Gas und Atomkraft „nachhaltig“/ Czernohorszky: „EU schlägt einen gefährlichen Weg ein!“

Wien (OTS) – Dass Österreichs Klage gegen die Einstufung von
Atomenergie und Gas
als „nachhaltig“ nun vom EU-Gericht in Luxemburg abgewiesen wurde,
ist für Wiens Klimastadtrat Jürgen Czernohorszky eine „vertane
Chance“ und er sieht darin einen „gefährlichen Weg, den die EU hier
einschlägt!“

„Durch Atomkraft können langfristige Schäden an unserer Umwelt
entstehen, die nicht mehr reparabel sind. Darüber hinaus ist
Atomkraft derzeit die teuerste Energieform.

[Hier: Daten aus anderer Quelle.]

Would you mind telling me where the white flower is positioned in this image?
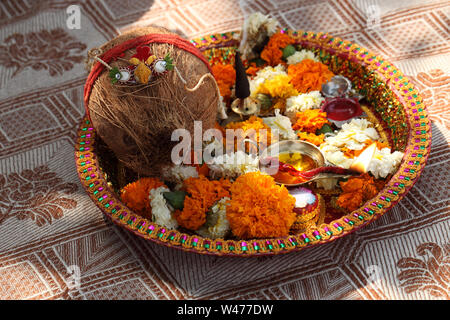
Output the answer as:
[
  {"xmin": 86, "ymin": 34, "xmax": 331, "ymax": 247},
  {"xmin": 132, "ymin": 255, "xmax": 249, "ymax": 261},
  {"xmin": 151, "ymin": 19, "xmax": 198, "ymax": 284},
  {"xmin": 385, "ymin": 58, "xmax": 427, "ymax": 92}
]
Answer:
[
  {"xmin": 320, "ymin": 119, "xmax": 380, "ymax": 169},
  {"xmin": 149, "ymin": 187, "xmax": 178, "ymax": 229},
  {"xmin": 208, "ymin": 150, "xmax": 259, "ymax": 180},
  {"xmin": 285, "ymin": 91, "xmax": 325, "ymax": 121},
  {"xmin": 369, "ymin": 148, "xmax": 403, "ymax": 179},
  {"xmin": 287, "ymin": 49, "xmax": 319, "ymax": 64},
  {"xmin": 162, "ymin": 165, "xmax": 198, "ymax": 190},
  {"xmin": 320, "ymin": 119, "xmax": 403, "ymax": 178},
  {"xmin": 249, "ymin": 64, "xmax": 287, "ymax": 97},
  {"xmin": 263, "ymin": 109, "xmax": 297, "ymax": 140},
  {"xmin": 196, "ymin": 197, "xmax": 230, "ymax": 239}
]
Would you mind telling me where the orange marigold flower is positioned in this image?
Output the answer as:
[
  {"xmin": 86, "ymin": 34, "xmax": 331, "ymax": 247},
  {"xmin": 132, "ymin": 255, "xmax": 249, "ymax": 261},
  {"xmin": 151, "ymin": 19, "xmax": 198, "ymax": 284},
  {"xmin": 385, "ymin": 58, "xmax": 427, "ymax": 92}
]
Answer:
[
  {"xmin": 211, "ymin": 63, "xmax": 236, "ymax": 98},
  {"xmin": 336, "ymin": 173, "xmax": 383, "ymax": 211},
  {"xmin": 227, "ymin": 172, "xmax": 296, "ymax": 239},
  {"xmin": 174, "ymin": 176, "xmax": 231, "ymax": 230},
  {"xmin": 261, "ymin": 33, "xmax": 295, "ymax": 67},
  {"xmin": 297, "ymin": 131, "xmax": 325, "ymax": 146},
  {"xmin": 245, "ymin": 66, "xmax": 261, "ymax": 78},
  {"xmin": 258, "ymin": 74, "xmax": 298, "ymax": 99},
  {"xmin": 120, "ymin": 178, "xmax": 165, "ymax": 218},
  {"xmin": 292, "ymin": 109, "xmax": 330, "ymax": 133},
  {"xmin": 288, "ymin": 59, "xmax": 334, "ymax": 93}
]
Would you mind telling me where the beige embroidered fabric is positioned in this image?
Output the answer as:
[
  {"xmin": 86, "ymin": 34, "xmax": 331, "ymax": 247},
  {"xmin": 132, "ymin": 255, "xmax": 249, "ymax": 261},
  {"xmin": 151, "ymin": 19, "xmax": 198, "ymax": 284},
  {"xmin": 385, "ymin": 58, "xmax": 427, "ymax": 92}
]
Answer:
[{"xmin": 0, "ymin": 0, "xmax": 450, "ymax": 299}]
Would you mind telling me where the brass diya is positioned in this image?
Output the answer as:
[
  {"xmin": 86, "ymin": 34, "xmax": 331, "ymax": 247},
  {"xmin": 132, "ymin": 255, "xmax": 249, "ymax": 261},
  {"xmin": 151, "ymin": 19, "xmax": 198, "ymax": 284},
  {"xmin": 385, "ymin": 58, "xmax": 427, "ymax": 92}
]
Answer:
[{"xmin": 259, "ymin": 140, "xmax": 357, "ymax": 187}]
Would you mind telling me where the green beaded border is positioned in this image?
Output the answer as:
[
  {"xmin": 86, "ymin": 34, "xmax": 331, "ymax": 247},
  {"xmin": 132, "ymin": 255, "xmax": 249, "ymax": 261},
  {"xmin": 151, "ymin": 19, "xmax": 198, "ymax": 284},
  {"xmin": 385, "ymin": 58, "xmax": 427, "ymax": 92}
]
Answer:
[{"xmin": 75, "ymin": 28, "xmax": 431, "ymax": 257}]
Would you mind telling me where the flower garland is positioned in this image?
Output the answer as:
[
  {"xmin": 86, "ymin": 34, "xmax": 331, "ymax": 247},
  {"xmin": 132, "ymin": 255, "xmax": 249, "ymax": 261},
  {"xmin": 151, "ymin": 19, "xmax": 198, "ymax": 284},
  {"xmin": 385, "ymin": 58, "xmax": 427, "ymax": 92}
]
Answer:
[
  {"xmin": 196, "ymin": 197, "xmax": 230, "ymax": 239},
  {"xmin": 285, "ymin": 91, "xmax": 325, "ymax": 121},
  {"xmin": 174, "ymin": 176, "xmax": 231, "ymax": 231},
  {"xmin": 227, "ymin": 172, "xmax": 296, "ymax": 239},
  {"xmin": 288, "ymin": 59, "xmax": 334, "ymax": 93},
  {"xmin": 211, "ymin": 63, "xmax": 236, "ymax": 98},
  {"xmin": 292, "ymin": 109, "xmax": 330, "ymax": 133},
  {"xmin": 120, "ymin": 178, "xmax": 166, "ymax": 217},
  {"xmin": 224, "ymin": 116, "xmax": 275, "ymax": 151}
]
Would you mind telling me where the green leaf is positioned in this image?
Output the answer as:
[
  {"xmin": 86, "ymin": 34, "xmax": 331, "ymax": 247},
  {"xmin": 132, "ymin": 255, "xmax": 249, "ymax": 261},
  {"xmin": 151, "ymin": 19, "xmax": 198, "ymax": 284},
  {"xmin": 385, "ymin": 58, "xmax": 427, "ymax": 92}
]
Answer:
[
  {"xmin": 162, "ymin": 191, "xmax": 187, "ymax": 210},
  {"xmin": 316, "ymin": 124, "xmax": 334, "ymax": 134},
  {"xmin": 283, "ymin": 44, "xmax": 295, "ymax": 60}
]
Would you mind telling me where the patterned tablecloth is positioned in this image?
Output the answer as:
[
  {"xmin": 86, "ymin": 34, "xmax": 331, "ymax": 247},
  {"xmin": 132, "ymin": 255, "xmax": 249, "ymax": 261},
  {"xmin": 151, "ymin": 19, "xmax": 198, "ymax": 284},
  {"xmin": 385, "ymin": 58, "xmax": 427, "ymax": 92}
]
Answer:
[{"xmin": 0, "ymin": 0, "xmax": 450, "ymax": 299}]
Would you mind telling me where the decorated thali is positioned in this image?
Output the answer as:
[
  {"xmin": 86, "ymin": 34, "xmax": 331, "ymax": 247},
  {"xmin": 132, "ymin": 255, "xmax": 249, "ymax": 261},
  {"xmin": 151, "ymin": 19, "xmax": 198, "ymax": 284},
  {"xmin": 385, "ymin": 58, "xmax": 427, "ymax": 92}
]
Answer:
[{"xmin": 75, "ymin": 13, "xmax": 431, "ymax": 257}]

Jede Investition in
diesem Bereich bindet finanzielle Mittel, die wir im Kampf gegen den
Klimawandel dringend brauchen“, so Czernohorszky.

Erst kürzlich gelangt eine Studie der Wiener Umweltanwaltschaft (
„Nachhaltigkeitsnarrative im Nuklearbereich“) zu der Erkenntnis, dass
Atomkraft keiner gängigen Definition von Nachhaltigkeit entspricht.

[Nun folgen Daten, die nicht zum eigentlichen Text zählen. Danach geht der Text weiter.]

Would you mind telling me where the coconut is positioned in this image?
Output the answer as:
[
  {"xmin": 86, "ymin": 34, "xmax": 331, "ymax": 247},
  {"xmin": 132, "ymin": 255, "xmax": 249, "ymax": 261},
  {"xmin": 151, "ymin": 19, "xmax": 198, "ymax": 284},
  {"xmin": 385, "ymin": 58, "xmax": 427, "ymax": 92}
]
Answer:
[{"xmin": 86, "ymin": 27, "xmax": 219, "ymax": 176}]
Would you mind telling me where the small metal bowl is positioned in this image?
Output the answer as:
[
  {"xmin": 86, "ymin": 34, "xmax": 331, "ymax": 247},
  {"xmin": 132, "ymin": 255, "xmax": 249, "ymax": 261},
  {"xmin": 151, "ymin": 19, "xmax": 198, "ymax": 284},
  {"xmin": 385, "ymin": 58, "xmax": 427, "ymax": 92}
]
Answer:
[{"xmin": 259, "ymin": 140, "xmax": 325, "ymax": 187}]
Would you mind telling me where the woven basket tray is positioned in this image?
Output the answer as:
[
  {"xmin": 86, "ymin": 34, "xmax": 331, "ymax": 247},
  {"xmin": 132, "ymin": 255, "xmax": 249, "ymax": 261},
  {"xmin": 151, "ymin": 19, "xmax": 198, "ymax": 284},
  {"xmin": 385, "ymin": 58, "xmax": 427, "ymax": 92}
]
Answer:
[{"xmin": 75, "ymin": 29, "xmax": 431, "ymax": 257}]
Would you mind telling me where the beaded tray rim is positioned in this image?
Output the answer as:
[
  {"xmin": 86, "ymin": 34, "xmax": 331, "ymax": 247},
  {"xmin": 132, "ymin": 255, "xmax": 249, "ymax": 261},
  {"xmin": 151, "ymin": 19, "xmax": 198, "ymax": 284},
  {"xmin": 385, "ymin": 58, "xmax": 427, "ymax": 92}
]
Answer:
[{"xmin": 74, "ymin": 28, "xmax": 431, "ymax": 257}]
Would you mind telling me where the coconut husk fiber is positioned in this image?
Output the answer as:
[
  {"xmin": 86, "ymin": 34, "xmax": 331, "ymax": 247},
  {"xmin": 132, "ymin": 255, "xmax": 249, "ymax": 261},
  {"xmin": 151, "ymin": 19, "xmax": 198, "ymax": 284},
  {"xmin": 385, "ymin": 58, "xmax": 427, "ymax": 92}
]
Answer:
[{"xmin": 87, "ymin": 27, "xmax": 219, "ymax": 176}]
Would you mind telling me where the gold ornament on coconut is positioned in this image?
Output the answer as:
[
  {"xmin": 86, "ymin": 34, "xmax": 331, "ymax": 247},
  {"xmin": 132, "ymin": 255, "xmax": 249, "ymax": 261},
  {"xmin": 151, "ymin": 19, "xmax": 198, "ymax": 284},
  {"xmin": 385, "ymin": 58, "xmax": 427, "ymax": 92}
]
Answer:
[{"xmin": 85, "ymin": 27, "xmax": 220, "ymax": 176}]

„Atomkraft ist keine nachhaltige Energieform, weil die
Atomindustrie bewusst viele negative Umweltfolgen und Risiken einfach
in Kauf nimmt!“ betont Wiens Klimastadtrat Jürgen Czernohorszky.

Ausgeblendet werden dabei unter anderem die ungelösten
Umweltfolgen des Uranabbaus, das Risiko schwerwiegender Auswirkungen
durch Unfälle und die ungelösten Fragen der Entsorgung von
radioaktiven Abfällen und Brennelementen. Auch müssen die hohen
Kosten für den Neubau von Atomkraftwerken und die Entsorgung von
Abfällen meist die Steuerzahler*innen tragen.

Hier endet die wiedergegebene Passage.